But their outlook has brightened in October. Fund selectors have also started to be more constructive about the asset class.
Fund manager sentiment towards US stocks is now again positive, which means more asset management companies expect a positive return than a negative one. There is no evidence that their swing in mood was triggered by October’s market rally, but there are no indications to the contrary either. Sentiment is now at its highest since February, when the S&P 500 was also rallying, before moving into negative territory the following month, together with the fund manager sentiment…
That said, the change in US equity sentiment is significant as it ends the longest pessimism streak ever, which lasted 7 months. Even during the financial crisis, fund manager sentiment hadn’t been consistently negative for that long.

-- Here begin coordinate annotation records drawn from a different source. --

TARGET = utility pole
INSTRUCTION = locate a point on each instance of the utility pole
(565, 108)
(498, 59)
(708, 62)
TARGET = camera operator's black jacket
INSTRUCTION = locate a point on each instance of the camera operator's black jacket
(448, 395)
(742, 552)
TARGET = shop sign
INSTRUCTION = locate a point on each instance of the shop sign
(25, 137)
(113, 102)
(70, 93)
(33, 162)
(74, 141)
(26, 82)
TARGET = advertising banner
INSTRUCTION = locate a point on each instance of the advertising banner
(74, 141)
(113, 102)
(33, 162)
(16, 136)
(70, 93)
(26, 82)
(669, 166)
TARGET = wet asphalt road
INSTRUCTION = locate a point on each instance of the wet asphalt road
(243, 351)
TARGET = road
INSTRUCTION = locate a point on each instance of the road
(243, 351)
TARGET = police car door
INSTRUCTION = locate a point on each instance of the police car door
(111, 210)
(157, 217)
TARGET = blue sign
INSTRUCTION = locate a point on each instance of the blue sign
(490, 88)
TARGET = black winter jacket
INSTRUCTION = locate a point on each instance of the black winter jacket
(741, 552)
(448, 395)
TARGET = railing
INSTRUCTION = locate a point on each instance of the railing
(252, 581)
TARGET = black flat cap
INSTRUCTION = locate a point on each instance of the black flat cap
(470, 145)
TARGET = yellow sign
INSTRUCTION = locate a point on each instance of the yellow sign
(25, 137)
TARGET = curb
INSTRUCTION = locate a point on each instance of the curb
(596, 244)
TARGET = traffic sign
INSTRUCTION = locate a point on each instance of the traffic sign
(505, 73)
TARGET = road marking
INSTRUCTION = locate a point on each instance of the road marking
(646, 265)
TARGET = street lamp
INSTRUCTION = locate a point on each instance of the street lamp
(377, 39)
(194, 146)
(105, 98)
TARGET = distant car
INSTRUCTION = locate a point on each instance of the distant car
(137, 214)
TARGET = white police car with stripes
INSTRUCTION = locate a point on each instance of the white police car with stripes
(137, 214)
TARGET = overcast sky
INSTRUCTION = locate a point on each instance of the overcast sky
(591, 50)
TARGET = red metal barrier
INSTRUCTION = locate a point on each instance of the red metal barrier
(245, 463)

The brightening fund manager outlook is reflected in the attitudes of fund selectors. Eight months ago, those planning to decrease exposure to US equities were three times as numerous as those intending to buy more of it. Now, the two figures are almost evenly matched, while the vast majority of Europe’s fund buyers plan to keep their overall allocation to the asset class unchanged over the next 12 months.
It remains to be seen, however, whether the cautious upward trend will continue. Fund flows from European investors have been capricious over the past months. While European equities saw net inflows of almost €6bn in August and September combined, US stocks suffered net outflows of €3.2bn over that period.
Joachim Klement, chief investment officer of Swiss investment consultancy Wellershoff & Partners, remain very sceptical about the asset class. “We are underweight US equities and once the Fed starts hiking we will be on code orange for a further downgrade,” he told Expert Investor Europe. “None of our clients has told us they consider to increase their positions in the asset class lately.”